The only reference to these Arab comments that I found in the News or Post was a Post article (from The New York Times) about terrorist Muslim cleric Abu Hamza al-Masri, who was recently removed from his position at a mosque in London, after he rejoiced that the Columbia tragedy was "a sign from God."

As The Wall Street Journal's outstanding daily e-mail newsletter "Best of the Web" has reported, webloggers, led by Steven Den Beste (www.denbeste.nu ) are suggesting that the real reason that the French and German governments are so adamantly opposed to a U.S. invasion of Iraq (even though such opposition is isolating France and Germany within Europe and severely weakening the U.N. and NATO) is that both governments might have been complicit in Saddam's acquisition of weapons of mass destruction after 1991, and that the governments fear exposure.

A Feb. 5 article in the on-line newspaper Asia Times (www.atimes.com ) provides details about Germany's role in illegally supplying arms to Iraq, the extensive knowledge of Iraqi WMDs possessed by the German foreign intelligence service, and the brazen dishonesty of Gerhard Schroeder in pretending that he does not know for sure if Iraq has WMDs.

Last week, the German cover-up issue broke into the most massive of the mass media - The Rush Limbaugh Show and its audience of millions.

The Denver dailies weren't necessarily remiss for omitting these stories from their finite space for international news. The hate-mongering reaction of some Arabs was, arguably, predictable and not really newsworthy. The Franco-German story went from weblog to on-line newspapers to national radio without stopping at daily newspapers along the way. Thus, the News or the Post were never presented with a story from their usual sources for wire stories: the Associated Press, Knight-Ridder and Scripps-Howard, supplemented by leading American papers such as The New York Times, The Washington Post or The Boston Globe. But it does show that relying exclusively on daily printed newspapers isn't enough these days to be well-informed.
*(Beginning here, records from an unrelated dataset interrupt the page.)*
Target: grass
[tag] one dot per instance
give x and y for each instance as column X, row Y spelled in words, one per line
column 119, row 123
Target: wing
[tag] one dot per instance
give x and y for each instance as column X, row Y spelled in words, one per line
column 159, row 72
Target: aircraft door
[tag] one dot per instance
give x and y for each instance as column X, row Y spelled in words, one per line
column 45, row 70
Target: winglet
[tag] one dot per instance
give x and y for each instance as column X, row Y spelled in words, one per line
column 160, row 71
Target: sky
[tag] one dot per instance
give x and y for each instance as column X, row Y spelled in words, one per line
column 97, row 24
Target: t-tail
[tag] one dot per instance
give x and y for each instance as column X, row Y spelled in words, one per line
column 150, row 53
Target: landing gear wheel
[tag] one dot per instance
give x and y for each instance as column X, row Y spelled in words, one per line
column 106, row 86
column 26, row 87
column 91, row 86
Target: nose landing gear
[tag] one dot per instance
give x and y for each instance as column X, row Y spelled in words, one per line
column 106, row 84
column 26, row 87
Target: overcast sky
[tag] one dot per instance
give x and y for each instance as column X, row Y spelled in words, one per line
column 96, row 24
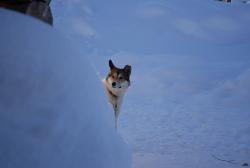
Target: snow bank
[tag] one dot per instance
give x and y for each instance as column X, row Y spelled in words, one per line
column 53, row 109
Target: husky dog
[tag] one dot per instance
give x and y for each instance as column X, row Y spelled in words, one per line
column 116, row 84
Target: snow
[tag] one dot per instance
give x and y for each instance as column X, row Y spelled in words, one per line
column 190, row 96
column 53, row 108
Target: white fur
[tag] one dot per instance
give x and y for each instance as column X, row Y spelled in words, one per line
column 119, row 91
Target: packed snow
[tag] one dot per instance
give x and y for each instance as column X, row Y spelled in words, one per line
column 53, row 109
column 189, row 101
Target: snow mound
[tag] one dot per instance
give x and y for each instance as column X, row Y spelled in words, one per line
column 53, row 109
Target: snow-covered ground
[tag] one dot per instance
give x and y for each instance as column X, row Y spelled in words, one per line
column 53, row 109
column 190, row 93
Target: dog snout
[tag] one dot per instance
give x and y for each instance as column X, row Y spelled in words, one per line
column 113, row 84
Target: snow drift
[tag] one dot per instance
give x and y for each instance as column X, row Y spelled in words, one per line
column 53, row 109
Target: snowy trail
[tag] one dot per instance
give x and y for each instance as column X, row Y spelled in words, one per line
column 189, row 97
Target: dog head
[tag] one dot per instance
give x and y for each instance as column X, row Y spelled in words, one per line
column 118, row 79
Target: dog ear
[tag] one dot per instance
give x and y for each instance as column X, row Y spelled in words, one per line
column 127, row 69
column 111, row 65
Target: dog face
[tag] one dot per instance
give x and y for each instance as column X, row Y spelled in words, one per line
column 118, row 80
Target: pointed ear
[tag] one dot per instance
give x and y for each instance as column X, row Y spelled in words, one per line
column 111, row 65
column 127, row 69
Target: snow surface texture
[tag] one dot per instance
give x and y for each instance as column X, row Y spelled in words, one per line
column 53, row 110
column 190, row 92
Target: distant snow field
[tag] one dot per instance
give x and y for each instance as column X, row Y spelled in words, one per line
column 189, row 100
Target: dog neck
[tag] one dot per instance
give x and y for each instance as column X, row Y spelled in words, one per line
column 111, row 93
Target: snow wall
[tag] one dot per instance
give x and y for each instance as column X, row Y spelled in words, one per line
column 53, row 108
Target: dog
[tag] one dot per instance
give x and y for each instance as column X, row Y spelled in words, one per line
column 116, row 84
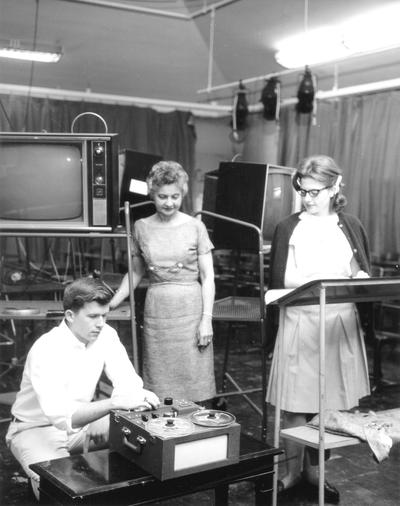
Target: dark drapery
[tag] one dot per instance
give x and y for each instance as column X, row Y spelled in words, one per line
column 170, row 134
column 362, row 134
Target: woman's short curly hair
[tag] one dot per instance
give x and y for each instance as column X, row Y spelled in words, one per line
column 85, row 290
column 324, row 169
column 167, row 172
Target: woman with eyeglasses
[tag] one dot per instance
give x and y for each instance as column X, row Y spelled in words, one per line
column 320, row 242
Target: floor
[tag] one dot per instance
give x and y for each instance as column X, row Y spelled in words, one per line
column 352, row 470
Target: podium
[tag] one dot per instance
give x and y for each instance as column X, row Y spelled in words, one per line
column 323, row 292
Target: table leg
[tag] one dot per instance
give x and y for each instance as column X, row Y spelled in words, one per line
column 221, row 494
column 263, row 490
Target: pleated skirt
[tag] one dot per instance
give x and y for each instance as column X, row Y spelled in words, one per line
column 346, row 375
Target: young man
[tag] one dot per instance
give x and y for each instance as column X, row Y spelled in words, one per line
column 54, row 414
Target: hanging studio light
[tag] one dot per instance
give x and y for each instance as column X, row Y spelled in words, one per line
column 240, row 111
column 270, row 98
column 306, row 93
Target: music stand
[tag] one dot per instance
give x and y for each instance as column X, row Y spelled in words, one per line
column 324, row 292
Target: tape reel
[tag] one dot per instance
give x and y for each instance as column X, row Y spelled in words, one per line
column 212, row 418
column 169, row 427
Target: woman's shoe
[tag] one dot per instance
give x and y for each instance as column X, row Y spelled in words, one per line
column 331, row 493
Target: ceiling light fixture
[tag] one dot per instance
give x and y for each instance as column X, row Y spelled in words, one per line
column 306, row 93
column 334, row 43
column 17, row 50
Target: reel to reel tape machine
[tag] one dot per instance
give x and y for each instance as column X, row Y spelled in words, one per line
column 176, row 439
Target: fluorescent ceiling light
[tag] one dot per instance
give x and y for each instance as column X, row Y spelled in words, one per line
column 18, row 51
column 372, row 32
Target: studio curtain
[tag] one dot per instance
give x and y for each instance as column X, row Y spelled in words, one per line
column 361, row 133
column 170, row 135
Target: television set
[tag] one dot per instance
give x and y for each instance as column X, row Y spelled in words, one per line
column 260, row 194
column 58, row 182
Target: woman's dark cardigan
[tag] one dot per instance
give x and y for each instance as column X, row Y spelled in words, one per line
column 355, row 233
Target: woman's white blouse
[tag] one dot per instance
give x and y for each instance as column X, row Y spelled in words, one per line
column 320, row 247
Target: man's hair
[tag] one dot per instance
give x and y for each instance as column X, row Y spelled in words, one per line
column 84, row 290
column 167, row 172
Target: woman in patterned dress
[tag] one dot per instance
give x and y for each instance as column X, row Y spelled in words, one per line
column 176, row 252
column 321, row 242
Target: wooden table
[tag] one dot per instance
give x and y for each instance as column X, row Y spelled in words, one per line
column 105, row 477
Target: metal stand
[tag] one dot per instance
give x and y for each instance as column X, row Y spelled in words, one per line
column 323, row 292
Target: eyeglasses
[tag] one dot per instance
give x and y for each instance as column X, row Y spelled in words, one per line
column 313, row 193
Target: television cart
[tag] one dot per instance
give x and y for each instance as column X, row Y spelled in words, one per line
column 126, row 234
column 245, row 309
column 322, row 292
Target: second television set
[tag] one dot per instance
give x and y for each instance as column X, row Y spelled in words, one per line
column 260, row 194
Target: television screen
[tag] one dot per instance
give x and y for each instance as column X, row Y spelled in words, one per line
column 32, row 190
column 58, row 181
column 258, row 194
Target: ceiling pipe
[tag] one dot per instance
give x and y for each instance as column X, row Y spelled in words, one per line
column 160, row 105
column 154, row 12
column 200, row 110
column 281, row 73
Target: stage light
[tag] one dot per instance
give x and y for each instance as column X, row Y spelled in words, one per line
column 240, row 111
column 306, row 93
column 270, row 98
column 17, row 50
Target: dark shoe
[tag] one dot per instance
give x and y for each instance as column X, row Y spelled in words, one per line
column 331, row 494
column 291, row 493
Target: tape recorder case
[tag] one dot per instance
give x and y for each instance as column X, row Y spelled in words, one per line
column 177, row 439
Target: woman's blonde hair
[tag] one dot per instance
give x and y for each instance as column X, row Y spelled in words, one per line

An item in the News on polling did not include some relevant data. On Feb. 5, the Colorado legislature considered a bill that would have created Vermont-style civil unions for gay and lesbian couples. Directly below the box announcing the hearings, the News ran two results from a recent poll about gay issues. The poll, commissioned by the Gill Foundation and available on the Foundation's Web site, asked seven questions about attitudes on gay rights. The News' "By the Numbers" feature reported two of the three figures with the highest pro-gay response. The News did not report the survey results regarding civil unions - 54 percent supported this measure, the lowest pro-gay response of any question.

In my last column, I criticized the major media, including the Denver dailies, for failing to inform their readers that many of the major anti-war demonstrations around the country have been organized by a front group (International ANSWER) for the Workers World Party (WWP), a communist organization. The majority of reader e-mail thanked me for raising this point, while an angry minority denounced me by insisting that most people at anti-war rallies don't agree with the WWP's extremist agenda - an observation which I had already stated in my column.

A letter to the editor published last week took the same line as ANSWER officials and accused ANSWER's critics of "McCarthyism." Sen. Joseph McCarthy, R-Wis., became infamous in the early 1950s for making false accusations that people were communist spies. It's not McCarthyism to call someone a communist if he actually is a communist.

The most cogent criticism came from a reader who is a strong supporter of the WWP. Relying on leftist criticisms of the WWP, I had described the WWP as "Stalinist." The pro-WWP reader informed me that the WWP has long since repudiated Stalin's errors. And indeed, the WWP Web site (www.workers.org ) shows that the WWP no longer blindly supports Stalin. The WWP has also criticized Mao Zedong, Western European communists and Mikhail Gorbachev for attempting to find peaceful coexistence with Western governments. The WWP is ultra-hardline revolutionary communist and adamantly opposed to Western liberal democracy, but I was mistaken to call them "Stalinists."